Maurice Fitzroy

Personal information
- Full name: John Maurice FitzRoy
- Born: 20 March 1897 Chelsea, London, England
- Died: 7 May 1976 (aged 79) Nuneaton, Warwickshire, England
- Batting: Right-handed
- Relations: Edward FitzRoy (father) Francis FitzRoy Newdegate, 3rd Viscount Daventry (son)

Domestic team information
- 1925 to 1927: Northamptonshire

Career statistics
| Competition | First-class |
| Matches | 56 |
| Runs scored | 1373 |
| Batting average | 14.45 |
| 100s/50s | 0/1 |
| Top score | 50 |
| Balls bowled | 143 |
| Wickets | 6 |
| Bowling average | 13.66 |
| 5 wickets in innings | 0 |
| 10 wickets in match | 0 |
| Best bowling | 4/14 |
| Catches/stumpings | 47/0 |
- Source: Cricinfo, 30 July 2015

= Maurice FitzRoy =

English cricketer (1897–1976)

John Maurice Fitzroy (20 March 1897 – 7 May 1976) was an English cricketer who played for Northamptonshire from 1925 to 1927.

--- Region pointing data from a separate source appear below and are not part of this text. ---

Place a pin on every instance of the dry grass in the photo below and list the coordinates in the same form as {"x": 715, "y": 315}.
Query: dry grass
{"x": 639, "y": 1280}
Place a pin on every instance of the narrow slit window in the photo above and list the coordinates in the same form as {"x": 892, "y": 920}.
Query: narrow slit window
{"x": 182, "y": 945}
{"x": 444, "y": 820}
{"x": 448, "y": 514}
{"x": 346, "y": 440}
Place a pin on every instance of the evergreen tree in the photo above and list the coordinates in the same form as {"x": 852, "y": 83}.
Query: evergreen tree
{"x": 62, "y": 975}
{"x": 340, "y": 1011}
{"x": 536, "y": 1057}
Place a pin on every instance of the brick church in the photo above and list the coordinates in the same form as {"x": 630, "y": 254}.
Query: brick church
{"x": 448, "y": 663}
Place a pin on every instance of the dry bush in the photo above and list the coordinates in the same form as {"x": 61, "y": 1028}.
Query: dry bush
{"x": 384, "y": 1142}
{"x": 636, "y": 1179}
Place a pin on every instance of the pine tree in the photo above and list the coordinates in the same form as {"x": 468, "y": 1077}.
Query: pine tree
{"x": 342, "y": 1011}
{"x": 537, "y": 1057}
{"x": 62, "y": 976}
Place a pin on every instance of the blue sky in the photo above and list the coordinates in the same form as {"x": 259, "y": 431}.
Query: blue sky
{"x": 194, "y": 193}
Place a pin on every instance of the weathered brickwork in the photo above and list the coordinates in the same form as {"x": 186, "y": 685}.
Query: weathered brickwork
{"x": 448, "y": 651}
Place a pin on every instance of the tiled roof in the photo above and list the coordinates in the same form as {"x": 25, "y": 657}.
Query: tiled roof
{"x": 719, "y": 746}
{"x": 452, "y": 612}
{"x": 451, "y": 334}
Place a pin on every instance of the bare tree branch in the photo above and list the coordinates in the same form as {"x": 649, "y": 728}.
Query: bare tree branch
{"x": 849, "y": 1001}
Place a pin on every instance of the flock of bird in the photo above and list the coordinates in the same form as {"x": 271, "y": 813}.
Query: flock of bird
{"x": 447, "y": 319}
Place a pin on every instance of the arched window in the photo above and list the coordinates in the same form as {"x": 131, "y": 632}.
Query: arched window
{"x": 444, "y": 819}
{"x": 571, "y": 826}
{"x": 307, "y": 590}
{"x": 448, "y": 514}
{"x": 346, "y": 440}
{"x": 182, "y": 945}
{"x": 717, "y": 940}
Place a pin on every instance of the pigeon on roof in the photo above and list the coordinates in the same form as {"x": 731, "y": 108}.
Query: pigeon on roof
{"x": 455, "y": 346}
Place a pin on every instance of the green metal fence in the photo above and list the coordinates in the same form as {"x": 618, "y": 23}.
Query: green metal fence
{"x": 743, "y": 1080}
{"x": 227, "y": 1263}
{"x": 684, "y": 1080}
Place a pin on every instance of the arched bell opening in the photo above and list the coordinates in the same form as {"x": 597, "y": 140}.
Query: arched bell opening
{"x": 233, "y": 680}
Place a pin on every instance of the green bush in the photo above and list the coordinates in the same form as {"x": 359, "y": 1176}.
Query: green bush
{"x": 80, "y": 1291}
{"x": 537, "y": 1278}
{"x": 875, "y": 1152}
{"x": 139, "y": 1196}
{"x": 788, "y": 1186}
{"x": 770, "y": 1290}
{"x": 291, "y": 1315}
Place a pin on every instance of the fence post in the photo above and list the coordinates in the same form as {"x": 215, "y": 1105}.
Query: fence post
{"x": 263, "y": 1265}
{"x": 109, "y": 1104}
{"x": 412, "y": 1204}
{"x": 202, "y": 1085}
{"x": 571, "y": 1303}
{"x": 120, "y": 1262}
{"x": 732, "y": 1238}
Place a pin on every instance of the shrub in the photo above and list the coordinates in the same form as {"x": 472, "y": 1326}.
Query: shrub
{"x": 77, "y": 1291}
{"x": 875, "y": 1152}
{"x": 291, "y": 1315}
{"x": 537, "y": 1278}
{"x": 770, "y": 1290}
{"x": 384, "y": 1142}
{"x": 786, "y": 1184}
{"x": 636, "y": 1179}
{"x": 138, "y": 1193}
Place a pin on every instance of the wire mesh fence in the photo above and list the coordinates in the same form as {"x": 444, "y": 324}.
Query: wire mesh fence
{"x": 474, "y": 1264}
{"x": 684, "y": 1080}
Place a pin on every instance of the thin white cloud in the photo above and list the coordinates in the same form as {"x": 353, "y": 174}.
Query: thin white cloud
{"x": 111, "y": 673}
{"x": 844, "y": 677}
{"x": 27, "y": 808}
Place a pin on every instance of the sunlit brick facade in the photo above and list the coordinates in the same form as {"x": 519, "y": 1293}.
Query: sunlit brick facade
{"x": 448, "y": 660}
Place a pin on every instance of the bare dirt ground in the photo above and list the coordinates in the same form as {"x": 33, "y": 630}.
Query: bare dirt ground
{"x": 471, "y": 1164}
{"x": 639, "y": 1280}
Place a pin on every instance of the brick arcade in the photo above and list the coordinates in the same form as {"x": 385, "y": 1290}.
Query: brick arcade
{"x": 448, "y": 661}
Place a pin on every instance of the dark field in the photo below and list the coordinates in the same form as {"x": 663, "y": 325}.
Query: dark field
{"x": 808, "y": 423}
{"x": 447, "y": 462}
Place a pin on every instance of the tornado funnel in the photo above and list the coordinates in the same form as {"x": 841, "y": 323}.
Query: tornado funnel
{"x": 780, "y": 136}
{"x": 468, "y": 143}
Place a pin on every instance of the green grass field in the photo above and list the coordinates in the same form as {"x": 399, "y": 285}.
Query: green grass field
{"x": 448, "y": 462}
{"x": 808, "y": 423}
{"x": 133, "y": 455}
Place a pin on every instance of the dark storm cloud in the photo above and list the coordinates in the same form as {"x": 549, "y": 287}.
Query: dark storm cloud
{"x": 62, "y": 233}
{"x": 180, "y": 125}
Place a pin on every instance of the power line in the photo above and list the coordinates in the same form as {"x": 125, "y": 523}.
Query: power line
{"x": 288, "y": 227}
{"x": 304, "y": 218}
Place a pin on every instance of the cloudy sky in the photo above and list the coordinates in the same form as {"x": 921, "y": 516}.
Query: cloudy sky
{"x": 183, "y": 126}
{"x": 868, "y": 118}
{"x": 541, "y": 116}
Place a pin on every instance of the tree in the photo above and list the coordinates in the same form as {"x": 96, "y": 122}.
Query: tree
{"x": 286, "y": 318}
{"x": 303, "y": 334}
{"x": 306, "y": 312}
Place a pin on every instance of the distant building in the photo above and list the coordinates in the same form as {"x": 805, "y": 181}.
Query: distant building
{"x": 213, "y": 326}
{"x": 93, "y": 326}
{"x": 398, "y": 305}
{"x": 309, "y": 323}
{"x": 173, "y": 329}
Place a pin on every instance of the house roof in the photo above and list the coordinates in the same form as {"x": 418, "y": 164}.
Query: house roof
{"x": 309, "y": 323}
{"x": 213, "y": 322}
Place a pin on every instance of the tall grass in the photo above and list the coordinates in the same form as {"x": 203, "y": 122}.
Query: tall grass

He appeared in 56 first-class matches, all as Northamptonshire's captain. He was an attacking lower-order batsman who scored 1,373 runs with a highest score of 50 and took six wickets with a best performance of four for 14. He was also noted for his fielding.

Fitzroy was the youngest son of Edward FitzRoy, Speaker of the House of Commons from 1928 to his death in 1943. Maurice changed his surname to Fitzroy Newdegate in 1936. His wife Lucia, the daughter of Francis Newdegate, had inherited the Arbury Hall estate from her father, and changing the surname was part of the deal. Their son was Francis FitzRoy Newdegate, 3rd Viscount Daventry, who inherited from Maurice Fitzroy's oldest brother the viscountcy that had been granted in 1943 to Speaker FitzRoy's widow.